WARNING: Release 4.0 has minor binary incompatibilities with previous
releases, mainly due to the move from the interface
it.unimi.dsi.util.LongBigList to the now standard
it.unimi.dsi.fasutil.longs.LongBigList.
It is part of a parallel release
of fastutil, the DSI Utilities,
Sux4J, MG4J, WebGraph, etc. that were
all modified to fit the new interface. It comes in two versions: the standard
version and the big version, which supports >231 terms and documents. Please read our (short)
"Moving Java to Big Data" document for details.
Introduction
MG4J
(Managing Gigabytes for Java) is a free full-text search engine
for large document collections written in Java. MG4J is a highly customisable,
high-performance, full-fledged search engine providing state-of-the-art features
(such as BM25/BM25F
scoring) and new research algorithms.
The main points of MG4J are:
- Powerful indexing. Support for document collections and factories makes it possible to analyse, index and query consistently large document collections, providing easy-to-understand snippets that highlight relevant passages in the retrieved documents.
- Efficiency. We do not provide meaningless data such as "we index x GiB per second" (with which configuration? which language? which data source?)—we invite you to try it. MG4J can index without effort the TREC GOV2 collection (document factories are provided to this purpose) and scales to hundreds of millions of documents.
- Multi-index interval semantics. When you submit a query, MG4J returns, for each index, a list of intervals satisfying the query. This provides the base for several high-precision scorers and for very efficient implementation of sophisticated operators. The intervals are built in linear time using new research algorithms.
- Expressive operators. MG4J goes far beyond the bag-of-words model, providing efficient implementation of phrase queries, proximity restrictions, ordered conjunction, and combined multiple-index queries. Each operator is represented internally by an abstract object, so you can easily plug in your favourite syntax.
- Virtual fields. MG4J supports virtual fields—fields containing text for a different, virtual document; the typical example is anchor text, which must be attributed to the target document.
- Flexibility. You can build much smaller indices by dropping term positions, or even term counts.
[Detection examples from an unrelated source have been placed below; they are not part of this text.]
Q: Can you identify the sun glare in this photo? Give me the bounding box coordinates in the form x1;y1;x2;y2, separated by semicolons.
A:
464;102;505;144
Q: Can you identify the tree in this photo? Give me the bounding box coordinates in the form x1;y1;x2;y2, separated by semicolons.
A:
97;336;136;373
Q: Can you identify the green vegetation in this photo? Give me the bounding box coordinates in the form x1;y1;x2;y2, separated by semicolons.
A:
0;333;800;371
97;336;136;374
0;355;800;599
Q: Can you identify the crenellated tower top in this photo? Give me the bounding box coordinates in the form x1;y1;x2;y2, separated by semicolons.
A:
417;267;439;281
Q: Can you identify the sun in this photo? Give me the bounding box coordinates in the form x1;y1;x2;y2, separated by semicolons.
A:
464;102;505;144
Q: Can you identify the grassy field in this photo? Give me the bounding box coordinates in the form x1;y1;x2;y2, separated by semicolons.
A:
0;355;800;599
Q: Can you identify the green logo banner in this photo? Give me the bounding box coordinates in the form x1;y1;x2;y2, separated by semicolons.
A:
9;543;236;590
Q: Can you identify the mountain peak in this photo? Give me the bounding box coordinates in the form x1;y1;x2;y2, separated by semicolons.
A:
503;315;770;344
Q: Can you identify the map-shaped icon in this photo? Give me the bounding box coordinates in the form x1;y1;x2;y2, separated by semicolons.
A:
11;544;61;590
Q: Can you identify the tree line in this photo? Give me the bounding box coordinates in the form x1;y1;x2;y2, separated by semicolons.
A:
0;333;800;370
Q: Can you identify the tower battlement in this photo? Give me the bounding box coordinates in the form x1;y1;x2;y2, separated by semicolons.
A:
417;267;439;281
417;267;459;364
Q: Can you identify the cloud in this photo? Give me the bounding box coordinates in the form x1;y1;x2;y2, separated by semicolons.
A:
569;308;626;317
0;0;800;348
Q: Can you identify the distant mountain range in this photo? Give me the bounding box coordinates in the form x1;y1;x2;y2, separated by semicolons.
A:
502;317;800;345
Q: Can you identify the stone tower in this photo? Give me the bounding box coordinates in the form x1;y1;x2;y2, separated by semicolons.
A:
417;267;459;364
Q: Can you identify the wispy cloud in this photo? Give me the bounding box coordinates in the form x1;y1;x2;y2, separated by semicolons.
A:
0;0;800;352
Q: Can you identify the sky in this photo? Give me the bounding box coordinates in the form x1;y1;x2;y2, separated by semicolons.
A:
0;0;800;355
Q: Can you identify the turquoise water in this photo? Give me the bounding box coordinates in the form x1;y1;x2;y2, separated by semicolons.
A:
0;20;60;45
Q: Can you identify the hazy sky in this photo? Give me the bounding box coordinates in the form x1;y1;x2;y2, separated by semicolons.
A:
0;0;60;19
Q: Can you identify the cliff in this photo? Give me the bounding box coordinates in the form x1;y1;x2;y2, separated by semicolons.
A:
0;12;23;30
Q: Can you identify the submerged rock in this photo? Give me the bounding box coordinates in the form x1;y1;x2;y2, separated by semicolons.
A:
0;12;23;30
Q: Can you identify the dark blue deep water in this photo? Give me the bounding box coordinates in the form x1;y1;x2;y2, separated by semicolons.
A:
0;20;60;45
It's up to you. Several different types of codes can be chosen to balance efficiency and index size. Documents coming from a collection can be renumbered (e.g., to match a static rank or experiment with indexing techniques).
- Openness. The document collection/factory interfaces provide an easy way to present your own data representation to MG4J, making it a breeze to set up a web-based search engine accessing directly your data. Every element along the path of query resolution (parsers, document-iterator builders, query engines, etc.) can be substituted with your own versions.
- Distributed processing. Indices can be built for a collection split in several parts, and combined later. Combination of indices allows non-contiguous indices and even the same document can be split across different collections (e.g., when indexing anchor text).
- Multithreading. Indices can be queried and scored concurrently.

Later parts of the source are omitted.